Mesi che passavano in un’oscurità quasi perenne. Il sole si alzava sopra l’orizzonte per poche ore al giorno e, anche quando era in cielo, raramente si faceva vedere, avvolto da nuvole nere che correvano veloci. Quanto poi al donare un po’ di calore non se ne parlava proprio.
Per fortuna il monastero era ben riscaldato.
Jona si teneva impegnato su tre fronti: I suoi studi sugli Dei, un lavoro come giudice conciliatore — che la Sacerdotessa gli aveva affidato volentieri appena si era resa conto di cosa significasse aver fatto il non facile mestiere di mago per più di quarant’anni — e la compagnia di Sorella Mirelle che aveva continuato ad aiutarlo ben oltre i suoi doveri professionali.

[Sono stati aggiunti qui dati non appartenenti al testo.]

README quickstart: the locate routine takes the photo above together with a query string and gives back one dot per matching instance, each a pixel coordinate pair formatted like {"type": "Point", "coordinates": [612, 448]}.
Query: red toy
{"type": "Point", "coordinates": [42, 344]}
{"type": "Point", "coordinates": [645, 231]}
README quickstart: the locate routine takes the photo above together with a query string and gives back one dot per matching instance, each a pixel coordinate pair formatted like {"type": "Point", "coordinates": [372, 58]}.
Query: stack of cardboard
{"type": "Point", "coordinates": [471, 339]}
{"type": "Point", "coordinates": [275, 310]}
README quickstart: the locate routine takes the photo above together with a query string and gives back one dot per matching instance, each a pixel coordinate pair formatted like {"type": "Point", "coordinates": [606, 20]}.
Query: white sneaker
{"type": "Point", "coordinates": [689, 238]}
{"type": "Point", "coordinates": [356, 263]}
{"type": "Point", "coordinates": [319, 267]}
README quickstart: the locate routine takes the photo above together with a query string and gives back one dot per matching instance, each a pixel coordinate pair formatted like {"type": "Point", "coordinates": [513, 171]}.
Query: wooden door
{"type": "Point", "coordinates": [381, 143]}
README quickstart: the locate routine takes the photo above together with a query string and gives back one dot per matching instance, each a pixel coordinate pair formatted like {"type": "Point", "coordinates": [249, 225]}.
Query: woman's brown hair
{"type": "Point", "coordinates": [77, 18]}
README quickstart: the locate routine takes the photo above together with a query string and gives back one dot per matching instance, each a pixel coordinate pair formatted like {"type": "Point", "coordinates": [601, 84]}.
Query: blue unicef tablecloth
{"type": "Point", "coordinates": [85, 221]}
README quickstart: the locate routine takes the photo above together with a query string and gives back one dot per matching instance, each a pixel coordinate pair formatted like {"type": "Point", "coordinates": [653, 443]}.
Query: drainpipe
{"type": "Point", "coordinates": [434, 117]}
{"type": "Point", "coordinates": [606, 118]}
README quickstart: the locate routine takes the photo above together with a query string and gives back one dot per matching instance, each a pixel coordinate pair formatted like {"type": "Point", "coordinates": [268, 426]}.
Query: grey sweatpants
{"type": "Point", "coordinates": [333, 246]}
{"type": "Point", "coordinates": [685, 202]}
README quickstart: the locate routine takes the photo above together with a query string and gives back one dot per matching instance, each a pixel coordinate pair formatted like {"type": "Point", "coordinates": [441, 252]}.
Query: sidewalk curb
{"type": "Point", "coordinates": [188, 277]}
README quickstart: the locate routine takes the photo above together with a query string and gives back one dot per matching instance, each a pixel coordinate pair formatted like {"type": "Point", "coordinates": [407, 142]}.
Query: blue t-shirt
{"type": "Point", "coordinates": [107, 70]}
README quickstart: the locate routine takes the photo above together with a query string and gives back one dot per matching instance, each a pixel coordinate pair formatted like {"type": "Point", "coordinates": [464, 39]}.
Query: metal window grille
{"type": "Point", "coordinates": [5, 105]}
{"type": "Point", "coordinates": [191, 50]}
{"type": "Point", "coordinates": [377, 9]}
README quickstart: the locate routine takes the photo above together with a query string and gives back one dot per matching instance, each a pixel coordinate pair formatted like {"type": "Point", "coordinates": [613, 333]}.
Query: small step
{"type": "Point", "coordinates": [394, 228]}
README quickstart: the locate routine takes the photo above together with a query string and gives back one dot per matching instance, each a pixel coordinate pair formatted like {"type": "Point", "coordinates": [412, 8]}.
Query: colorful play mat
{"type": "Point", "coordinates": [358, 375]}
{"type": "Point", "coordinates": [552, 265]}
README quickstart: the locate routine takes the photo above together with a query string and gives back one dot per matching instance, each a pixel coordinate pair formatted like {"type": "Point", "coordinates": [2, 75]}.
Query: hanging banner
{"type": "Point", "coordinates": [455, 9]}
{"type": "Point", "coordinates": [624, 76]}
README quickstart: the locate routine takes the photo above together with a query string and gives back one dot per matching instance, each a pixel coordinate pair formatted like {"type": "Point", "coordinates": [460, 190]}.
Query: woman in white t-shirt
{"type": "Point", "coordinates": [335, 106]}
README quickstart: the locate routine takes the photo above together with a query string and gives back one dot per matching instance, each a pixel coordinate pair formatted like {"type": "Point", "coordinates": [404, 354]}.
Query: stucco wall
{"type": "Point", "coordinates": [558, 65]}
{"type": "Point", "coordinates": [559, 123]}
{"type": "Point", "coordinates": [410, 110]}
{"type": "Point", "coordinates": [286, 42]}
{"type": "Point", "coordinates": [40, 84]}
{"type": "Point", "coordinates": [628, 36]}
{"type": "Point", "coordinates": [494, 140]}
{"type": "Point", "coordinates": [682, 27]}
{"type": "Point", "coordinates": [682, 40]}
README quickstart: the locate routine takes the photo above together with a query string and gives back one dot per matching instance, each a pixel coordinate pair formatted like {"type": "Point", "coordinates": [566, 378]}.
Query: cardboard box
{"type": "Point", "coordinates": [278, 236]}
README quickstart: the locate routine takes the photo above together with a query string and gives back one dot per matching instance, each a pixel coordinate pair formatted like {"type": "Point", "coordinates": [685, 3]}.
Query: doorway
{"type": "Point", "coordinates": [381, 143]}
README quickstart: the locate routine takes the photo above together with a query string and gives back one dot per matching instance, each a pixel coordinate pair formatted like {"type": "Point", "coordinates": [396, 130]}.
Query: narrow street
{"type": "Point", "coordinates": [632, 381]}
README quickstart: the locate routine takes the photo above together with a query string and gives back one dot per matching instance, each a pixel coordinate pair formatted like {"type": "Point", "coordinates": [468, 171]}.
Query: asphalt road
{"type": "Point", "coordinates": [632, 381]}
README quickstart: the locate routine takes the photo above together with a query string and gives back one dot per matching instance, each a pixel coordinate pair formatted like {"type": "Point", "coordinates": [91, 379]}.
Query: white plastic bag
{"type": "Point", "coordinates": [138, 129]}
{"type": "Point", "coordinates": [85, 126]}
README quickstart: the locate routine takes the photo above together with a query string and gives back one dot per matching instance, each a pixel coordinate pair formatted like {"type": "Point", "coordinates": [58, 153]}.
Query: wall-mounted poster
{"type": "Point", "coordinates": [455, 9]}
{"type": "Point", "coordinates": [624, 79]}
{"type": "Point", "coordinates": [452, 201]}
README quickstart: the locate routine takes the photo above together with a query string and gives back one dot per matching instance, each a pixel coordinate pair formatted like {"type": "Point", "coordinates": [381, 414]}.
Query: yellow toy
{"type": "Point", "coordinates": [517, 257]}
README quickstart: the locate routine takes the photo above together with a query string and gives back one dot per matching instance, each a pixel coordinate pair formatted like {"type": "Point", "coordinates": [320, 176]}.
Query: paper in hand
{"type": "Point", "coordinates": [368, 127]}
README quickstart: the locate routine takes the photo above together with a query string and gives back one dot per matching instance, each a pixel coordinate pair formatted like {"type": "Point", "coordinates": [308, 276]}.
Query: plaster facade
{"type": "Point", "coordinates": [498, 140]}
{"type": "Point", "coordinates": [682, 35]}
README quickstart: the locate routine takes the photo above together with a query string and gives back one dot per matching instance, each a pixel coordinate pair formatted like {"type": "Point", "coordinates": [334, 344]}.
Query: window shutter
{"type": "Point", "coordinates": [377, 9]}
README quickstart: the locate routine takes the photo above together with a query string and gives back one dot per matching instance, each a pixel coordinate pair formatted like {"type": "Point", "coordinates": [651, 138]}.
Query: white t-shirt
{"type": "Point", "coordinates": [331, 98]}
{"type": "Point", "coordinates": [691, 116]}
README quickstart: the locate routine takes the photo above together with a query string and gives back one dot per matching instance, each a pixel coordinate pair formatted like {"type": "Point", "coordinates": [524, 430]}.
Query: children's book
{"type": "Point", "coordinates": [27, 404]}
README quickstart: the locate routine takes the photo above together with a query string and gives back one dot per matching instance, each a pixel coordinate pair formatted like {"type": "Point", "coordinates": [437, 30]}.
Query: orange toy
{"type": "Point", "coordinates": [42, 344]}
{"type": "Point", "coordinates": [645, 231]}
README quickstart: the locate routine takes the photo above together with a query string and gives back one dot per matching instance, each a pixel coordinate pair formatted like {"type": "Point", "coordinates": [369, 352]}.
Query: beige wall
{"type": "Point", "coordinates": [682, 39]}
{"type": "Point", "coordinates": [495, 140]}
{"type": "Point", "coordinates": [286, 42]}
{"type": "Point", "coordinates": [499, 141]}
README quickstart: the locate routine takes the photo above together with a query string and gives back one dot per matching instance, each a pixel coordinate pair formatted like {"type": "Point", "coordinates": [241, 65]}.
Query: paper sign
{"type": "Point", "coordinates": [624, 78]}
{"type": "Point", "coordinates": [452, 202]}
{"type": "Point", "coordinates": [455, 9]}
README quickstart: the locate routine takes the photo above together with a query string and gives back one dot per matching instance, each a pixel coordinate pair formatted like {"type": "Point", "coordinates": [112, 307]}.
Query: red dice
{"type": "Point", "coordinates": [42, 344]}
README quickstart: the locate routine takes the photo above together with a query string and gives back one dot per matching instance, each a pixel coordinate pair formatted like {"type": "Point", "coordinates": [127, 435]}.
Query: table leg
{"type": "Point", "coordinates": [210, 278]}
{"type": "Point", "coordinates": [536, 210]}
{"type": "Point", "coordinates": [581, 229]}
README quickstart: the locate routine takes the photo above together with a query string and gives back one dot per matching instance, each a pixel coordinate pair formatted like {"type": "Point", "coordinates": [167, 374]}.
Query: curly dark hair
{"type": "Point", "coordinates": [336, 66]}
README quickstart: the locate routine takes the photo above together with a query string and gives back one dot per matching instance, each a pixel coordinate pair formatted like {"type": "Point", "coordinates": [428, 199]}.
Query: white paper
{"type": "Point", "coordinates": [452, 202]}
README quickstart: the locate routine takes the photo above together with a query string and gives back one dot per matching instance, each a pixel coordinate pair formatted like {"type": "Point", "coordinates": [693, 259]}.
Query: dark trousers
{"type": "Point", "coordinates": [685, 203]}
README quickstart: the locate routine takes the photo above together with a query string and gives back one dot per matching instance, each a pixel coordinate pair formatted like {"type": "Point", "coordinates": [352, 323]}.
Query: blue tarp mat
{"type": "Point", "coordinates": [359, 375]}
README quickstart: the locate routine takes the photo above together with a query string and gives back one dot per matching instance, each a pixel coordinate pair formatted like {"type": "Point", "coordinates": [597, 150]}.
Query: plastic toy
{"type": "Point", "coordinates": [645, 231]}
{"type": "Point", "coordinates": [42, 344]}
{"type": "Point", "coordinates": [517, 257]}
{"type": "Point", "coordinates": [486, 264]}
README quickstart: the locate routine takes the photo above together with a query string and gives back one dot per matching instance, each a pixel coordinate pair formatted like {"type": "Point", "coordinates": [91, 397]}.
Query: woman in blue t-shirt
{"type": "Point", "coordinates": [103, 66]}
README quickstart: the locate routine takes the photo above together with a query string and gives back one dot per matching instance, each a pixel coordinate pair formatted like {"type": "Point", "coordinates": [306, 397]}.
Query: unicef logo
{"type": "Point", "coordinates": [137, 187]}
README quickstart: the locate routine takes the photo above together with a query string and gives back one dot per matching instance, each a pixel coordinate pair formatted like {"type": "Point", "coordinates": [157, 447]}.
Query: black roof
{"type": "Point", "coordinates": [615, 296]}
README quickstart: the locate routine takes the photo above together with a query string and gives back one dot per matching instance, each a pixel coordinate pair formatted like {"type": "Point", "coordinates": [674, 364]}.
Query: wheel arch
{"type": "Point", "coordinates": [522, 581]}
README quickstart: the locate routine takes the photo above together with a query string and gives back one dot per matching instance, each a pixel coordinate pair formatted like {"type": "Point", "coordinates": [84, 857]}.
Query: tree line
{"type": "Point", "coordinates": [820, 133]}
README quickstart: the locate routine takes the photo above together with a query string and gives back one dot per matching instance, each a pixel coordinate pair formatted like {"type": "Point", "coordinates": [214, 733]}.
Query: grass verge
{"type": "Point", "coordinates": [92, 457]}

Oramai le notti più lunghe erano passate e i giorni stavano, ancora impercettibilmente, ricominciando ad allungarsi. Il freddo, invece, si faceva sempre più intenso e le basse colline che circondavano il monastero erano coperte da una spessa coltre di neve.
“
“Jona! Jona! Mi senti quando ti parlo?”
Jona alzo lo sguardo dal libro che stava leggendo e si trovò davanti Mirelle con gli occhi sfavillanti e il volto arrossato.
“No. Meglio ancora. Ha chiamato Fra Johannes dal Monastero di Festo in Twerp!”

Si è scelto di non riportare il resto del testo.